RADICE addresses root-cause analysis for system performance by distinguishing causation from correlation in time-series monitoring. It introduces a causal domain knowledge model for partial expert input and a four-phase pipeline—discovery, enhancement, refinement, subtraction—to output a root-cause causal sub-graph linking the performance metric to candidate root causes. The method augments data-driven causal discovery (PCMCI+) with an entropy-based orientation and graph refinement to reduce spurious edges, while the domain knowledge guides pruning. Experiments on simulated data and a real advertising-use-case show RADICE outperforms correlation-based baselines and standard causal discovery methods, producing actionable root-cause sub-graphs and interpretable time-series plots.

Abstract

Root cause analysis is one of the most crucial operations in software reliability regarding system performance diagnostic. It aims to identify the root causes of system performance anomalies, allowing the resolution or the future prevention of issues that can cause millions of dollars in losses. Common existing approaches relying on data correlation or full domain expert knowledge are inaccurate or infeasible in most industrial cases, since correlation does not imply causation, and domain experts may not have full knowledge of complex and real-time systems.
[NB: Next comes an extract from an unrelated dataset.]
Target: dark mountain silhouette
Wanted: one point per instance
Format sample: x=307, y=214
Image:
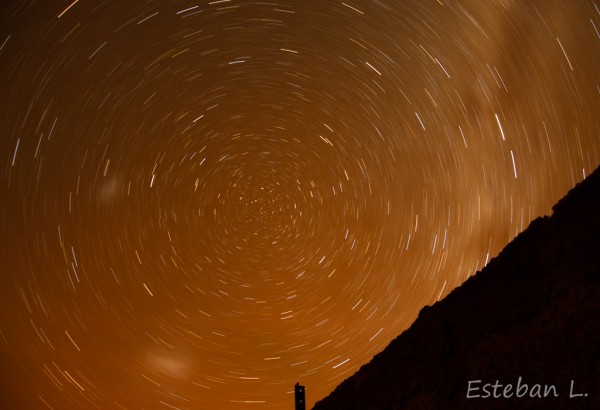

In this work, we define a novel causal domain knowledge model representing causal relations about the underlying system components to allow domain experts to contribute partial domain knowledge for root cause analysis. We then introduce RADICE, an algorithm that through the causal graph discovery, enhancement, refinement, and subtraction processes is able to output a root cause causal sub-graph showing the causal relations between the system components affected by the anomaly. We evaluated RADICE with simulated data and reported a real data use case, sharing the lessons we learned. The experiments show that RADICE provides better results than other baseline methods, including causal discovery algorithms and correlation based approaches for root cause analysis.
Paper Structure (16 sections, 4 figures, 2 tables, 2 algorithms)

This paper contains 16 sections, 4 figures, 2 tables, 2 algorithms.

Figures (4)

  • Figure 1: Example of a whole causal graph of a system (left) and of a root cause causal sub-graph associated with an anomaly in the same system (right). Nodes represent system component metrics and performance metrics, and edges represent causal relations between them. $X7$ is the performance metric of the system. $X2$ is the component that caused the anomaly (the root cause of the anomaly). $X3$, $X4$, $X5$, $X6$, $X7$, and $X8$ are all components affected by the anomaly: while $X4$ and $X5$ are intermediate components between the root cause and the performance metric, $X3$, $X6$, and $X8$ do not have a causal impact on the performance metric.
  • Figure 2: Schema of RADICE.
  • Figure 3: Results for $minSim$. It shows recall and precision of RADICE w/o DK and RADICE$(L,50E)$ with simulated data (with $N=10$ and $N=15$ nodes) varying $minSim$.
  • Figure 4: Results with advertising data. It shows the causal sub-graph obtained with each algorithm for case 1 and case 2. Each metric is represented by a different color. For RADICE, $exposure\_rate$ and the root causes are represented by continuous lines, while intermediate components by dashed lines. For CoFlux, PCMCI+, and TCDF, we only reported the portion connected with $exposure\_rate$.